I just ran this quick test with the SendGrid backend, and the message I received did not specifically declare an attachment charset (so was correctly decoded as utf-8). You can do this in python manage.py shell:

from django.core.mail import EmailMessage
att = """\
BEGIN:VCALENDAR
[... copied from your report above ...]
END:VCALENDAR
"""
msg = EmailMessage(to=['my email'], subject='SendGrid att test', body='check attachment')
msg.attach('termin.ics', att, 'text/calendar')
msg.send()

The raw message I received had these attachment headers, and my email clients displayed the original UTF-8 characters as expected. (I tried both Gmail and Outlook.com.) Notice there's no mention of iso-8859-1:

Content-Disposition: attachment; filename="termin.ics"
Content-Transfer-Encoding: base64
Content-Type: text/calendar; name="termin.ics"

QkVHSU46VkNBTEVOREFS...

So, a few possibilities why you're getting different results:

  • Are you receiving mail behind a proxy that decodes and re-encodes the message before delivering it to you?
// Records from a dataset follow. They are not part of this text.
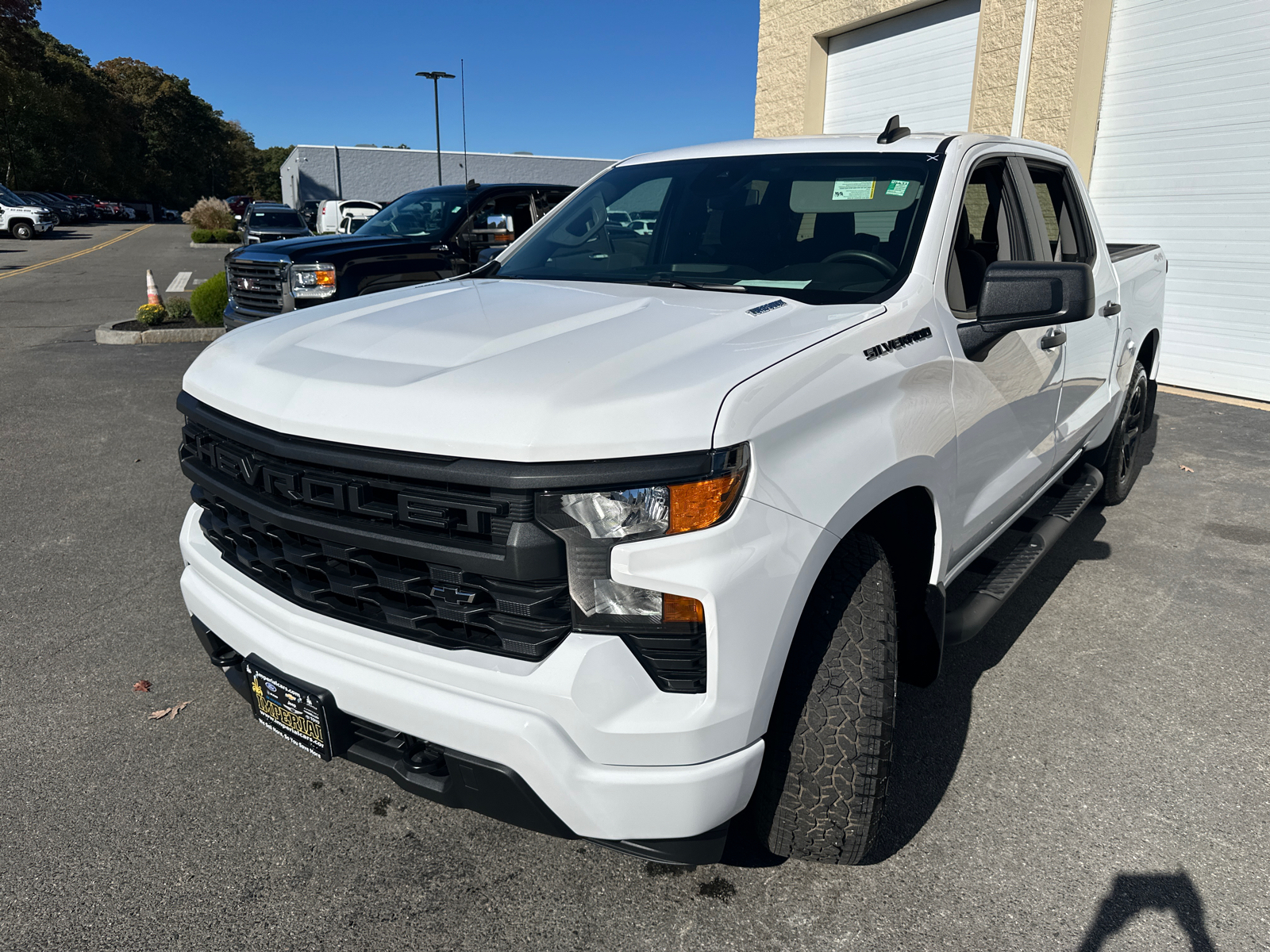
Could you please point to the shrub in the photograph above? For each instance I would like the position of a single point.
(209, 213)
(152, 315)
(209, 301)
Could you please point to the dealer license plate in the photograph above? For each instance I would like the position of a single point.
(290, 708)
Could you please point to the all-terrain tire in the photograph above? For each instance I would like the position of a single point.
(827, 757)
(1122, 463)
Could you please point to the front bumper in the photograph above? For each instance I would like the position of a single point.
(607, 753)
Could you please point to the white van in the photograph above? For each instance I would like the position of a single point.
(333, 211)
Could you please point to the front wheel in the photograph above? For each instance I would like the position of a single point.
(827, 759)
(1123, 459)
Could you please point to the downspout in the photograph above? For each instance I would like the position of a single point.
(1016, 125)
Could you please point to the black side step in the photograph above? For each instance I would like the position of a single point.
(964, 622)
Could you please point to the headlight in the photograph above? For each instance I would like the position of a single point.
(313, 279)
(592, 524)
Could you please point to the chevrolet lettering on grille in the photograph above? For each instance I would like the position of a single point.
(325, 490)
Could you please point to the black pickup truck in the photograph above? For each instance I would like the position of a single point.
(425, 235)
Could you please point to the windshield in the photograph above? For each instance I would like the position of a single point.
(276, 220)
(427, 213)
(822, 228)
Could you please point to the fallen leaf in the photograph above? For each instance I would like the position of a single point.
(169, 712)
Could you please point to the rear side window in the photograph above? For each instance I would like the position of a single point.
(1062, 216)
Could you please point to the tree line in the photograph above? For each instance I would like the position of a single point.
(121, 129)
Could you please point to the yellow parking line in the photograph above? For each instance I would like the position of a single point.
(76, 254)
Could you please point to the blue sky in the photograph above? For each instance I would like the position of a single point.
(554, 78)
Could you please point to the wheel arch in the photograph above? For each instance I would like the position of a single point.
(907, 524)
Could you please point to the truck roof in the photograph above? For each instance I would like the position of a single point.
(833, 143)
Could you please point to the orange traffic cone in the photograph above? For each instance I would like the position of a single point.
(152, 291)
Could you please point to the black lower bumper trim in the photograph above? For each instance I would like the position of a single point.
(464, 781)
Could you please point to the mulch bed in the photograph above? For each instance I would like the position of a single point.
(165, 325)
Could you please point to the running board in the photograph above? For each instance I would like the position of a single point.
(964, 622)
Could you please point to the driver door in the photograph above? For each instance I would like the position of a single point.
(1006, 399)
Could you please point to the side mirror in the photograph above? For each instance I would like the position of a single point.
(1022, 295)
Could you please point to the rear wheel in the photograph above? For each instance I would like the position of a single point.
(1123, 459)
(827, 758)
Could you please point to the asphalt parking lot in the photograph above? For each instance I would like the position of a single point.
(1090, 774)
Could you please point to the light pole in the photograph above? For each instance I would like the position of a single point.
(436, 109)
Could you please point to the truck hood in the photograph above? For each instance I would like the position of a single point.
(521, 371)
(318, 247)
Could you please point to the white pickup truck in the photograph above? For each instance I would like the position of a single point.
(629, 535)
(22, 219)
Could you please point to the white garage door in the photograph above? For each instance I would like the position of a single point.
(1183, 160)
(920, 65)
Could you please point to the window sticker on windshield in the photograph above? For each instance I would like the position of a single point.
(854, 190)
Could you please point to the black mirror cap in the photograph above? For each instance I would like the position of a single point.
(1020, 295)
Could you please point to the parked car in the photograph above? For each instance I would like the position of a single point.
(80, 209)
(425, 235)
(61, 213)
(309, 213)
(272, 221)
(238, 205)
(622, 533)
(333, 211)
(23, 219)
(90, 206)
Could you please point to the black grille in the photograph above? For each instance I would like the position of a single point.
(438, 605)
(366, 537)
(256, 286)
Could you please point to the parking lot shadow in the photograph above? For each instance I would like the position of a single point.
(1136, 892)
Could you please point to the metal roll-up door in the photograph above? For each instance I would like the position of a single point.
(920, 65)
(1183, 160)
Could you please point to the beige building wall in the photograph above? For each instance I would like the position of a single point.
(1064, 82)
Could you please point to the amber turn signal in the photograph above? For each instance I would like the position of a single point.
(681, 608)
(695, 505)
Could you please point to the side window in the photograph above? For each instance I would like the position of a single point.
(990, 228)
(1066, 226)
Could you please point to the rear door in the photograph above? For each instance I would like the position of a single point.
(1066, 234)
(1006, 399)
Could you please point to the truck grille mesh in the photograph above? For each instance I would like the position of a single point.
(423, 560)
(256, 286)
(433, 603)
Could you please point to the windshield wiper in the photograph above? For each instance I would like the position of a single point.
(692, 286)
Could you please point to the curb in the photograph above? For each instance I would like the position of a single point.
(107, 334)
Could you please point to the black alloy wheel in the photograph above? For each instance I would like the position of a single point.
(1123, 460)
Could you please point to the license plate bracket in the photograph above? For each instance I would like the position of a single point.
(290, 708)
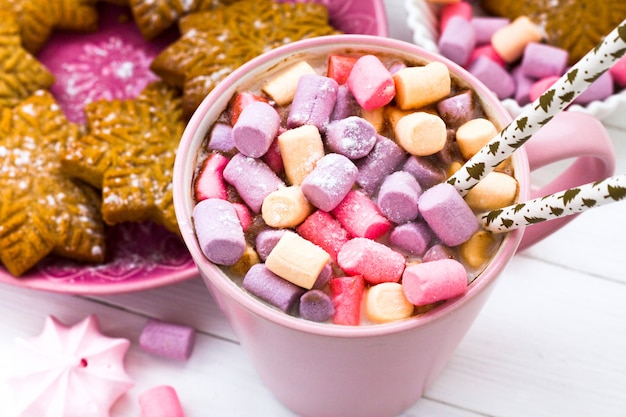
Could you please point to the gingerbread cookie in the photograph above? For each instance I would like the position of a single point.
(38, 18)
(20, 72)
(574, 25)
(43, 211)
(129, 153)
(215, 42)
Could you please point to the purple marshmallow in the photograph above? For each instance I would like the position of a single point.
(447, 214)
(313, 102)
(353, 137)
(413, 237)
(169, 340)
(398, 197)
(384, 158)
(265, 241)
(542, 60)
(330, 181)
(345, 105)
(600, 89)
(252, 178)
(316, 305)
(221, 138)
(271, 288)
(256, 128)
(425, 172)
(458, 40)
(219, 231)
(493, 76)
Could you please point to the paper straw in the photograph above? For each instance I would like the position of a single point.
(561, 204)
(534, 117)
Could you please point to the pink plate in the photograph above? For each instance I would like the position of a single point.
(113, 63)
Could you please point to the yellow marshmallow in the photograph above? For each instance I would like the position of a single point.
(511, 40)
(421, 133)
(386, 302)
(472, 135)
(283, 86)
(297, 260)
(494, 191)
(478, 249)
(286, 207)
(300, 149)
(423, 85)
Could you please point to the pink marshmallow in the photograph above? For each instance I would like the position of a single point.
(429, 282)
(169, 340)
(361, 217)
(447, 214)
(160, 401)
(371, 83)
(373, 261)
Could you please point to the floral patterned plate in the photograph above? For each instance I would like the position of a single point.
(113, 63)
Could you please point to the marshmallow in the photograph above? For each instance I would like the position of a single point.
(330, 181)
(353, 137)
(429, 282)
(371, 83)
(300, 148)
(380, 162)
(360, 216)
(421, 133)
(210, 181)
(374, 261)
(221, 139)
(398, 196)
(297, 260)
(325, 231)
(256, 129)
(347, 294)
(313, 102)
(511, 40)
(478, 249)
(494, 191)
(265, 241)
(422, 85)
(316, 305)
(169, 340)
(386, 302)
(282, 88)
(541, 60)
(252, 178)
(457, 40)
(219, 231)
(474, 135)
(286, 207)
(413, 237)
(447, 214)
(269, 287)
(160, 401)
(493, 76)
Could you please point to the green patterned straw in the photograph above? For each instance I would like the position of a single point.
(563, 92)
(561, 204)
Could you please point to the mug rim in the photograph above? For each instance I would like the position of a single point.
(198, 127)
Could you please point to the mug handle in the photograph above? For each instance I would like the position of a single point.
(568, 135)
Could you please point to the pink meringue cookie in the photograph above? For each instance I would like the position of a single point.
(70, 371)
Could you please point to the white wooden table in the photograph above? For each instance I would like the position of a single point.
(551, 341)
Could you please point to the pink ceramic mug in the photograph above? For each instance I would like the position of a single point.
(320, 369)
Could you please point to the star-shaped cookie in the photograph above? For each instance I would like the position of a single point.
(39, 18)
(20, 72)
(129, 153)
(43, 211)
(215, 42)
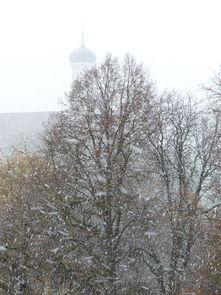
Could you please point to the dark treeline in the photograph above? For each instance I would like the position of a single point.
(124, 196)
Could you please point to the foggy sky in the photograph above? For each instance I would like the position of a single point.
(178, 40)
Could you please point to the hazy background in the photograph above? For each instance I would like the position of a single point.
(178, 40)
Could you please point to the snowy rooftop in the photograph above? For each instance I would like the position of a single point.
(82, 55)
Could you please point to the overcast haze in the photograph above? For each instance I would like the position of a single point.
(179, 41)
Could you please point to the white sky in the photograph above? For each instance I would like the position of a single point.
(178, 40)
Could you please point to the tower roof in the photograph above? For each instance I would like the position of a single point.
(82, 55)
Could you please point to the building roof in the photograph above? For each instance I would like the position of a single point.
(82, 55)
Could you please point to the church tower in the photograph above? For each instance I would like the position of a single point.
(81, 59)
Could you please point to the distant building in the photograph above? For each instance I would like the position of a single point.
(18, 130)
(81, 59)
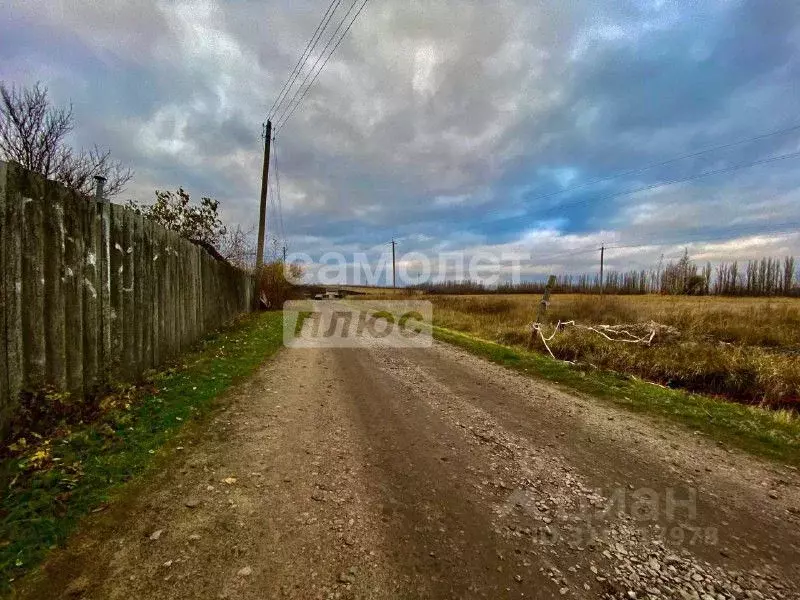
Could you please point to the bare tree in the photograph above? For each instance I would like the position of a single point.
(238, 246)
(33, 133)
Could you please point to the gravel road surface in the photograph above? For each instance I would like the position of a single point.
(429, 473)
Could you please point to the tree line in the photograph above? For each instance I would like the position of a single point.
(763, 277)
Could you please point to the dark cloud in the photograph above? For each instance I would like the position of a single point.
(449, 125)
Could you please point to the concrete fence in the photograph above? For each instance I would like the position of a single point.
(91, 292)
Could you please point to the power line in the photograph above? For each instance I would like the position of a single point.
(301, 62)
(338, 43)
(278, 190)
(289, 106)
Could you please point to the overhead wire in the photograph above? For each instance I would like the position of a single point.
(283, 121)
(301, 62)
(278, 190)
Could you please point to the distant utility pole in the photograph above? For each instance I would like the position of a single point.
(394, 268)
(262, 217)
(602, 259)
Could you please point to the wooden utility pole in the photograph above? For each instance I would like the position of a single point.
(602, 259)
(262, 217)
(394, 268)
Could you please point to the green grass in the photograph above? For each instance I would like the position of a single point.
(87, 468)
(769, 433)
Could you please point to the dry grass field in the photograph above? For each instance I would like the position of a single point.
(746, 349)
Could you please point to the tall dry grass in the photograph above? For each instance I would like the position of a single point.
(747, 349)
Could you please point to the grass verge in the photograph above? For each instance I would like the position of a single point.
(73, 475)
(770, 433)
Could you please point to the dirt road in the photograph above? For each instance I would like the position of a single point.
(428, 473)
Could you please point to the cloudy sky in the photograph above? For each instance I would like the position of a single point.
(451, 126)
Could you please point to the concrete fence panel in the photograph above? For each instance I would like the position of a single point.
(92, 293)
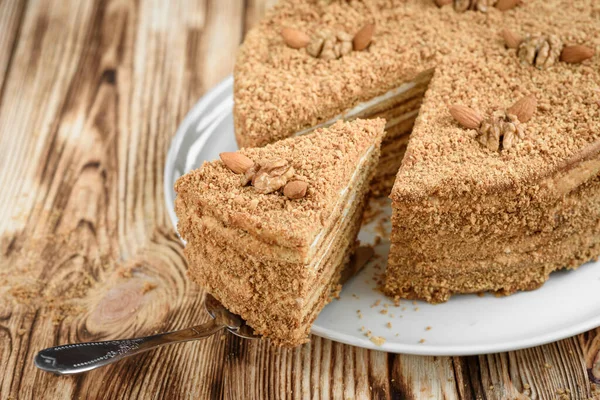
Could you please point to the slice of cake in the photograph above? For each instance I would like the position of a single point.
(485, 199)
(269, 230)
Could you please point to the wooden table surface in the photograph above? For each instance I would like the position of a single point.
(91, 93)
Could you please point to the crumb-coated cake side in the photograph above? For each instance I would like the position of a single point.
(500, 183)
(269, 230)
(480, 202)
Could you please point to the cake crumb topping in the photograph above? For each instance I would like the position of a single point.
(378, 340)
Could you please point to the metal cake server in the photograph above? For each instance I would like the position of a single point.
(81, 357)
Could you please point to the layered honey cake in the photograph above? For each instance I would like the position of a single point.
(269, 230)
(498, 183)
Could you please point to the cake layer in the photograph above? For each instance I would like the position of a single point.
(436, 280)
(503, 243)
(275, 257)
(279, 300)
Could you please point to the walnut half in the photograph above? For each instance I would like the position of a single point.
(541, 51)
(269, 176)
(500, 131)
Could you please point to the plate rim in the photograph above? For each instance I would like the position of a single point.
(392, 347)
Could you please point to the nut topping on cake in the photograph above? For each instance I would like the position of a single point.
(477, 5)
(295, 189)
(294, 38)
(268, 177)
(500, 129)
(576, 54)
(236, 162)
(541, 51)
(329, 46)
(503, 129)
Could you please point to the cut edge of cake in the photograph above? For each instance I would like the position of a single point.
(278, 286)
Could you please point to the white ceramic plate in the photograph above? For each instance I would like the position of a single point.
(566, 305)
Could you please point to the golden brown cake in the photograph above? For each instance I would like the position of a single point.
(484, 200)
(269, 230)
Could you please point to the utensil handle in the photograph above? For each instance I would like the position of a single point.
(81, 357)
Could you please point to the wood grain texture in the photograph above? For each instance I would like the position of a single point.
(91, 93)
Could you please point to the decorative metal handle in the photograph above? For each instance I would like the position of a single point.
(81, 357)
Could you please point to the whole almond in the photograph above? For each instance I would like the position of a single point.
(524, 108)
(511, 39)
(363, 37)
(504, 5)
(576, 54)
(295, 189)
(466, 116)
(294, 38)
(236, 162)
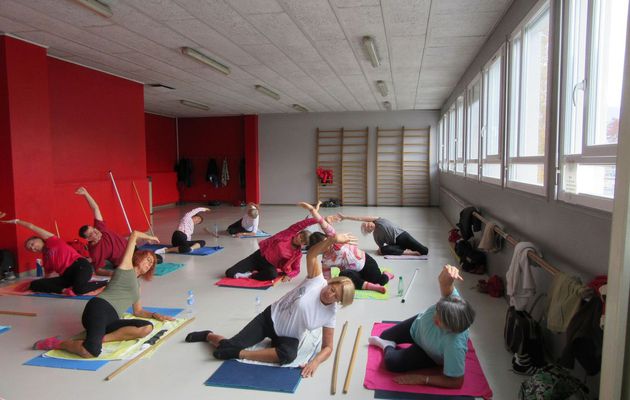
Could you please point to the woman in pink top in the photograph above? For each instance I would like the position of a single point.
(279, 254)
(353, 262)
(74, 271)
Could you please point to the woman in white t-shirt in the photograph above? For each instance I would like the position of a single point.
(248, 225)
(311, 305)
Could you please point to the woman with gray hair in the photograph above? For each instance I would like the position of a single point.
(438, 337)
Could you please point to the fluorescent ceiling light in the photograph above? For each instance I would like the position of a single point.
(194, 104)
(97, 6)
(192, 53)
(382, 87)
(370, 49)
(268, 92)
(300, 108)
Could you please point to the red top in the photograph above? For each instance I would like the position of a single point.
(111, 246)
(58, 255)
(280, 251)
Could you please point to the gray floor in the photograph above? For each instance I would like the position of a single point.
(178, 369)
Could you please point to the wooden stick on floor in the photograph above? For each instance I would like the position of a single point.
(22, 314)
(333, 384)
(352, 359)
(139, 356)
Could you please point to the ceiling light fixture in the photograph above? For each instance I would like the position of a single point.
(299, 108)
(370, 49)
(194, 104)
(97, 6)
(382, 87)
(192, 53)
(268, 92)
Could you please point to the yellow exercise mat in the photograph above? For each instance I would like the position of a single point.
(124, 349)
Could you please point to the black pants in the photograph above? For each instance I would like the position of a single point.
(180, 240)
(256, 331)
(237, 227)
(404, 241)
(370, 273)
(254, 262)
(409, 359)
(100, 318)
(77, 276)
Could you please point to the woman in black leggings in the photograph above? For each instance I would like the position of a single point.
(74, 271)
(102, 316)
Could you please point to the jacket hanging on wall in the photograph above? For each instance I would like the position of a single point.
(212, 173)
(225, 174)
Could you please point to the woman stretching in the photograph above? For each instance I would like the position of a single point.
(248, 225)
(353, 262)
(390, 239)
(438, 337)
(281, 253)
(311, 305)
(102, 316)
(182, 238)
(74, 271)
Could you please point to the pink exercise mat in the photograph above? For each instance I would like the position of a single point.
(377, 378)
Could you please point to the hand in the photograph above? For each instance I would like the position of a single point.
(309, 369)
(345, 238)
(448, 275)
(410, 379)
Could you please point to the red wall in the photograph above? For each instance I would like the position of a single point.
(218, 137)
(161, 142)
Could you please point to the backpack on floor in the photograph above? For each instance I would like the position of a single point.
(552, 382)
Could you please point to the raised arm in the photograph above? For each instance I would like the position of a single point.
(313, 266)
(44, 234)
(361, 219)
(447, 279)
(127, 262)
(92, 203)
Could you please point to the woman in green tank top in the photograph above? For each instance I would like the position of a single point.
(102, 314)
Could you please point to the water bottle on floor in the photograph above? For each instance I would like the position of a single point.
(189, 311)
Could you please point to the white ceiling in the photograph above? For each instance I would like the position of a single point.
(308, 51)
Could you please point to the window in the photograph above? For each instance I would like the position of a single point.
(473, 123)
(491, 126)
(451, 138)
(593, 60)
(459, 137)
(527, 103)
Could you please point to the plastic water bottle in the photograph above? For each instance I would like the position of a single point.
(257, 305)
(189, 312)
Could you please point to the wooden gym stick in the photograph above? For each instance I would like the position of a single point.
(352, 360)
(139, 356)
(333, 384)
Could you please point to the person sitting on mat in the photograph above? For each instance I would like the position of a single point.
(280, 253)
(353, 262)
(248, 225)
(391, 239)
(309, 306)
(74, 271)
(182, 238)
(438, 337)
(103, 243)
(102, 315)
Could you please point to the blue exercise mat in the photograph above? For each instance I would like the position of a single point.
(169, 312)
(258, 234)
(240, 375)
(83, 365)
(166, 268)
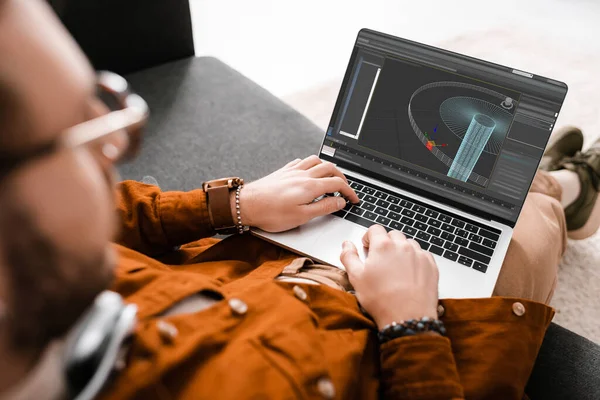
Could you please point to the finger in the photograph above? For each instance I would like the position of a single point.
(308, 162)
(414, 244)
(324, 170)
(375, 233)
(324, 206)
(350, 259)
(334, 184)
(396, 236)
(292, 163)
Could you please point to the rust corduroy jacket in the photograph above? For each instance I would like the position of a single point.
(280, 346)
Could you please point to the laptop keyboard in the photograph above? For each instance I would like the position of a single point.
(453, 237)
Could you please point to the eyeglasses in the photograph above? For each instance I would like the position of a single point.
(117, 133)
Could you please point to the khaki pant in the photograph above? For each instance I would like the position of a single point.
(531, 264)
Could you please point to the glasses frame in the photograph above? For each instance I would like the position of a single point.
(130, 118)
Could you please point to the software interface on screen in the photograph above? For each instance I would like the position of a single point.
(471, 131)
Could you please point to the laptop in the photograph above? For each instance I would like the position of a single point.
(438, 145)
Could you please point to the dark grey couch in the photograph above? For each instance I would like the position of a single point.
(210, 121)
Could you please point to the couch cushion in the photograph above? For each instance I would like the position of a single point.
(209, 121)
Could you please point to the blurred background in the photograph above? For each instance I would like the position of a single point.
(299, 51)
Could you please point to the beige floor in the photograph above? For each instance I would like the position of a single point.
(577, 298)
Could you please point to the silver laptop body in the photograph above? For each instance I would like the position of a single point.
(438, 145)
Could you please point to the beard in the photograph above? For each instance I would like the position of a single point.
(49, 287)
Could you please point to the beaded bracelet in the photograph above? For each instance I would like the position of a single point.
(240, 227)
(410, 327)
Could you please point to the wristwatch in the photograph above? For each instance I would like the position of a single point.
(219, 207)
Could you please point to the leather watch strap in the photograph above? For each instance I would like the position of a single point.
(219, 207)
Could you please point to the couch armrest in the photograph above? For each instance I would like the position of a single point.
(567, 367)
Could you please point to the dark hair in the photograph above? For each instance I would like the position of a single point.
(48, 287)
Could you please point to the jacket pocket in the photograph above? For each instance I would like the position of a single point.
(296, 353)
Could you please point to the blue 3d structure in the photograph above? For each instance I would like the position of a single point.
(478, 133)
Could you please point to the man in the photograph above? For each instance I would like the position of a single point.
(238, 318)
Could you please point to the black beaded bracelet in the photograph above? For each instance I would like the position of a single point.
(410, 327)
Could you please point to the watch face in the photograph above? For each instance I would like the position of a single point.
(231, 183)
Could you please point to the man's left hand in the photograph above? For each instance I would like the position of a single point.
(284, 199)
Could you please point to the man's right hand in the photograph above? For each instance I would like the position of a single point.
(398, 281)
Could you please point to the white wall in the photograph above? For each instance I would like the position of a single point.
(288, 46)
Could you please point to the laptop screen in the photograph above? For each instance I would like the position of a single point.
(467, 132)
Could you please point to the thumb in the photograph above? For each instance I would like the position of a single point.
(350, 259)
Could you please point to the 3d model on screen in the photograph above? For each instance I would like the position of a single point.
(479, 125)
(474, 141)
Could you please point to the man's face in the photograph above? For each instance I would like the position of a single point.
(59, 218)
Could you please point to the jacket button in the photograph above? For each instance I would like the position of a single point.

Like a spam/virus filtering gateway? If so, there might be a bug in that proxy.
  • I guess it would help to see your code that constructs and sends the message, to see how it differs from my example above. In particular, where the attachment content is coming from and how it gets attached to the message. (Maybe something along that path is forcing—or trying to auto-detect—character encoding?)
  • Django's DEFAULT_CONTENT_TYPE setting can affect email attachment charset, if you've changed it. (But the default is 'utf-8', which should do the right thing.)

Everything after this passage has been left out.